Он повернулся от них к дверям, хозяин закричал:
— Погодите! Да разве Вэлос жених? Тут что-то да не так! (Митя, не отрываясь, глядел на него.) Нет, он не жених, и она не невеста, а чья-то жена, с обручальным кольцом на правой руке. Может быть, ваша жена?
— Была моей.
— Ну так что же вы?
— Я не хочу жить, — ответил он себе, забыв обо всех.
— Митька, пошли!
— Погодите! Она ушла с юношей… был же еще и юноша.
— Алексей Божий человек, — процедил левый. — С Бежина Луга, что на Святой Руси. Так что не отчаивайтесь.
— Не святая и в отчаянии, — вмешался правый, — подземная, потаенная — и все-таки Русь!
— А была ли она? Или миф? Или на зеленом лугу, где Восток встречается с Западом, строится Новый Иерусалим, точнее Вавилон? Так! — левый.
— Да разве уже сказано последнее слово? Разве мы всего лишь избранный навоз для будущих братских могил на братских лугах? — правый.
— Погибающий — и все-таки избранный, — сказал Митя уже при дверях. — Только избран он не на брачный пир.
— Погодите! — хозяин налил красное вино в серебряные стаканчики. — На какой же пир избран русский народ?
— На смертный. Принять удар сатаны.
— И принял?
— И принял. И погиб.
— Вы так уверены?
«Уверен!» — хотелось сказать, но отчего-то не выговорилось.
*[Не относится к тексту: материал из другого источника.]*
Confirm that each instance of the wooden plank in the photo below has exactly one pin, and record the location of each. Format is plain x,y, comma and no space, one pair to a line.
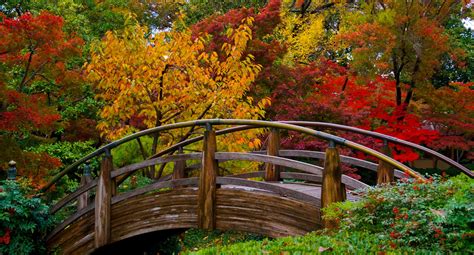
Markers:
248,175
179,169
321,155
272,171
268,187
207,183
332,189
155,161
155,186
301,176
73,196
385,172
83,199
102,203
302,166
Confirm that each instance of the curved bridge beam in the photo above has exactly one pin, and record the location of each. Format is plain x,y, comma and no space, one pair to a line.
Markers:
242,205
254,123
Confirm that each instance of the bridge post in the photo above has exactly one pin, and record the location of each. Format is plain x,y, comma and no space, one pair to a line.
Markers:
272,172
83,199
179,168
103,202
207,182
385,172
333,190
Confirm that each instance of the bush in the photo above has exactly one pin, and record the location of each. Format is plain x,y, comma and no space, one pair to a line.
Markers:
344,242
24,221
407,218
438,215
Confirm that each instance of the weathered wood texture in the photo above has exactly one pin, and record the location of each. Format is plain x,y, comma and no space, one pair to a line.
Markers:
265,214
179,169
385,172
236,209
207,183
332,188
241,210
272,171
83,200
141,214
102,203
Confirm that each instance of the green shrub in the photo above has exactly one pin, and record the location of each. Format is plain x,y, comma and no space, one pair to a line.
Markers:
344,242
194,239
407,218
24,221
438,215
67,152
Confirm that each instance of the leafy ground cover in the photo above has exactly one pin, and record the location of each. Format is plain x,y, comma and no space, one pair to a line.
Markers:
408,218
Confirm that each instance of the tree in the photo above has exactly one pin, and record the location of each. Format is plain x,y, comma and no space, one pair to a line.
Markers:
404,40
169,77
197,11
38,75
264,46
450,110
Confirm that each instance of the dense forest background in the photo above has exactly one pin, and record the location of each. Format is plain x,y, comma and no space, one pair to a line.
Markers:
75,74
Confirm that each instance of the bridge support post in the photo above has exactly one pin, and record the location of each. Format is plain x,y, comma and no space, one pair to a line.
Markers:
333,190
83,200
385,172
179,168
272,172
207,183
103,202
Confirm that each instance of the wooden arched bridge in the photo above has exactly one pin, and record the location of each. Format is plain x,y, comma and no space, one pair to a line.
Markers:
273,207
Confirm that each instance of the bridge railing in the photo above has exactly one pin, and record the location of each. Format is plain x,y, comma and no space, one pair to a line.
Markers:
333,182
Итак, подпольный жених уполз в подполье, покойник не состоялся, трагедия, как у нас водится, кончалась разговорами, и национальная водочка никак не превращалась в кровь. Закатные лучи на Садовом кольце (а где ж тот сад? совсем близко, наискосок, через улицу, через двенадцать лет! в полуподвале, где снимали они убогий угол в распахнутый майский сад!), Символист, инвалид, «запорожец».
— Куда теперь-то?
— Прощай, дядя. Герцен рядом.
— Аж жалко. Очень вы мне, ребята, понравились.
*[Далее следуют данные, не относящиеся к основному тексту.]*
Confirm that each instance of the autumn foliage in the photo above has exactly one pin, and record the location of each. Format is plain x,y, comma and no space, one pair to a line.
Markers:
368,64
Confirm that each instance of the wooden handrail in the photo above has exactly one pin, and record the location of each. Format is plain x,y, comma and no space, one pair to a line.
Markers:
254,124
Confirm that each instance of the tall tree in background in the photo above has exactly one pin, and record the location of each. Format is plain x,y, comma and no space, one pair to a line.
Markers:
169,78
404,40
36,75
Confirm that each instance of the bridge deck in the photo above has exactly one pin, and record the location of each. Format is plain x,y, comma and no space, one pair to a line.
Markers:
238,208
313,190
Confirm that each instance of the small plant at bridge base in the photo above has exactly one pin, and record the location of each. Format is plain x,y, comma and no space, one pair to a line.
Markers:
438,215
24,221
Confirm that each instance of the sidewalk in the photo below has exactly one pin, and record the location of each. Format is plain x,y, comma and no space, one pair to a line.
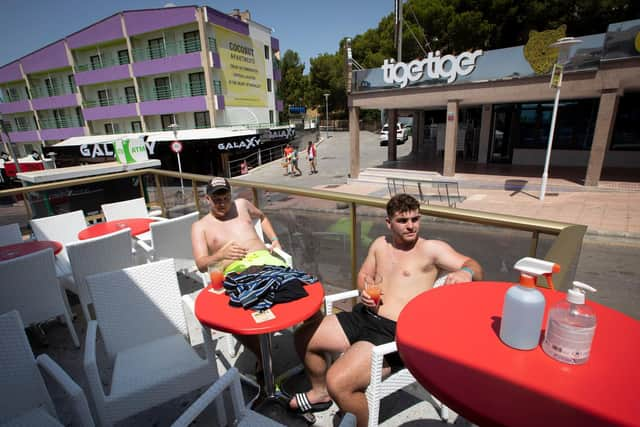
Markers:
611,209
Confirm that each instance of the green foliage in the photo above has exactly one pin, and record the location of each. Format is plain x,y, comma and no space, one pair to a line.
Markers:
540,56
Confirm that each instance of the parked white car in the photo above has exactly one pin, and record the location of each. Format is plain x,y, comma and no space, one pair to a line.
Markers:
402,134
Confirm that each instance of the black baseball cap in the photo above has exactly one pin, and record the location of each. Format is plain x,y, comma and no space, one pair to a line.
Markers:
218,184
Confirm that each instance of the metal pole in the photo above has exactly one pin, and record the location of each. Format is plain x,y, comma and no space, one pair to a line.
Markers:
10,147
545,173
326,103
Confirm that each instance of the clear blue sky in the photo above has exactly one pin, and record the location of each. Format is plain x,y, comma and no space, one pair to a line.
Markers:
309,28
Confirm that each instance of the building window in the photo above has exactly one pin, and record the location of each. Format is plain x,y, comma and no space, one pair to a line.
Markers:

— Взаимно. За какой подвиг получил свою душегубку?
— Горел в танке на Орловско-Курской дуге, — и канул в закатный огонь не сгоревший дотла на Бежином Лугу русский воин, ребята побежали через улицу, где наискосок в минувшем цветущем подвале… Митя бросил на ходу:
— Ладно, Никит. Я поехал главу кончать.
Никита кинулся за ним, не догнал, долго глядел вслед — кому? чему? какому тайному промельку? — наконец выразительно выругался, встряхнулся — и загудел, воскресивши свои горькие останки только на третий день. А пропащий друг его уже творил новую главу, он безумно спешил: ведь она на крыльце, в их саду, в их вечном саду, ждет его, как всегда.
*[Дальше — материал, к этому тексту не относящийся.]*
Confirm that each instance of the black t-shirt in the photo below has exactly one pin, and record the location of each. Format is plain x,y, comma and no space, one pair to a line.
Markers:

Ее не было, меж тем как он отчетливо ощущал, что отпетая парочка разбежалась; он ощутил это в переломное мгновение, когда смотрел через Садовое кольцо на старый дом с полуподвалом: еще одна душа была у них на двоих, еще не разорвалась она в пролитой крови. Митя вздрогнул и захохотал. Он гонялся по Москве-матушке с немецким пистолетом за любовником своей жены — жалкий дурак Апокалипсиса, вышедший на битву с сатаной (пошлая пародия на дурачка и чудо-юдо).
— Иисусе Христе, Сыне Божий, — пробормотал нечаянно, отчаянно, сквозь смех, — помилуй мя грешного! — детскую, бабушкину еще молитву. — Верни мне душу!